Real gross domestic product (GDP) increased at an annual rate of 3.4 percent in the third quarter of 2018 according to the “third” estimate released by the Bureau of Economic Analysis. In the second quarter, real GDP increased 4.2 percent.

GDP only changed 0.1%, but real final spending dropped another 0.2% as the BEA revised inventories higher, again.

Rick Davis at Consumer Metrics explains.

In their third and final estimate of the US GDP for the third quarter of 2018, the Bureau of Economic Analysis (BEA) reported that the US economy was growing at a +3.36% annual rate, down -0.14% from their previous estimate and down -0.80% from the prior quarter.

Although the revisions can be characterized as statistical noise, they generally reinforce several key movements in the economy since the second quarter: consumer spending, commercial spending and exports were revised lower, while inventories were yet again revised upward. As a consequence, the BEA’s “bottom line” measurement of the economy (the “real final sales of domestic product”) was revised downward by another -0.20% (to only +1.03%), and it is now down by well over four percent (-4.30%) from the prior quarter.

The total headline contribution from consumer spending was revised downward another -0.08%, and it is now down -1.06% from the prior quarter. The growth in commercial fixed investment was revised downward -0.04%, while government spending was unchanged. Foreign trade was revised a combined -0.08% downward, and it is now removing -1.99% from the headline number (off -3.21% from the prior quarter).
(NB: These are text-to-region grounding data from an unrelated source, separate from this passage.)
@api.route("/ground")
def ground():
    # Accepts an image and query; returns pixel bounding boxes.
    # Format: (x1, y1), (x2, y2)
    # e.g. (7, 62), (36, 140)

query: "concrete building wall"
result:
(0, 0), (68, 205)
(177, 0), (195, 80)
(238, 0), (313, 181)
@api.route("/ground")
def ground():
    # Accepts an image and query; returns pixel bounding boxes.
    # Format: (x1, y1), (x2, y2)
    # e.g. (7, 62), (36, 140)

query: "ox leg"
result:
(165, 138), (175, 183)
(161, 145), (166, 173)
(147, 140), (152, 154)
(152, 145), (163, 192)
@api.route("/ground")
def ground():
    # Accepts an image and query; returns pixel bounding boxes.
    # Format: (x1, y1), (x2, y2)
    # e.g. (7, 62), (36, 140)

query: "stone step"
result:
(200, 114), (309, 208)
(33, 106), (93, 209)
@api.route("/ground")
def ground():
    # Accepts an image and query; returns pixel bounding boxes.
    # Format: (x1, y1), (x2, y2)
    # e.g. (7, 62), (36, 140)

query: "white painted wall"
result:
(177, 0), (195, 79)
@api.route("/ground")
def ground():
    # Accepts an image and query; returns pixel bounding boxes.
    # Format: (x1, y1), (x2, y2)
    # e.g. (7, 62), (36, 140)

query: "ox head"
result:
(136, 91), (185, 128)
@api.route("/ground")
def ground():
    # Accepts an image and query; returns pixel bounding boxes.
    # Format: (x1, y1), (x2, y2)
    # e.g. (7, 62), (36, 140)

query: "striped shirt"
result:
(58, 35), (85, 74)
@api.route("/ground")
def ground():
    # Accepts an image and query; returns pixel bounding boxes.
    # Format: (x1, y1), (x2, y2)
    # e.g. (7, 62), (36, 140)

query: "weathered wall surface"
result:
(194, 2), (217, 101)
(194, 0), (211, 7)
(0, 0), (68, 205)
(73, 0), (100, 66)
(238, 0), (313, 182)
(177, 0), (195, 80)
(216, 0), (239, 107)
And continuing the prior trend, the headline number has been propped up even more by the most fickle of the BEA’s data items: inventories; which are now adding +3.50% more to the headline than they did during the prior quarter. Meanwhile, household disposable income and the household savings rates were left unchanged.

Point of Clarification

In many places Davis means percentage points when he says percent.

For example, “and it is now down by well over four percent (-4.30%) from the prior quarter” should actually read, “and it is now down by well over four percentage points (-4.30 PP) from the prior quarter.”

Quarterly Changes

The key point is that real final spending, the true bottom line measure of the economy, was only +1.03%.

The upward revisions to inventories is easily explained: Fearing Trump Tariff Escalation, Retailers Pile Up Goods at Unprecedented Pace.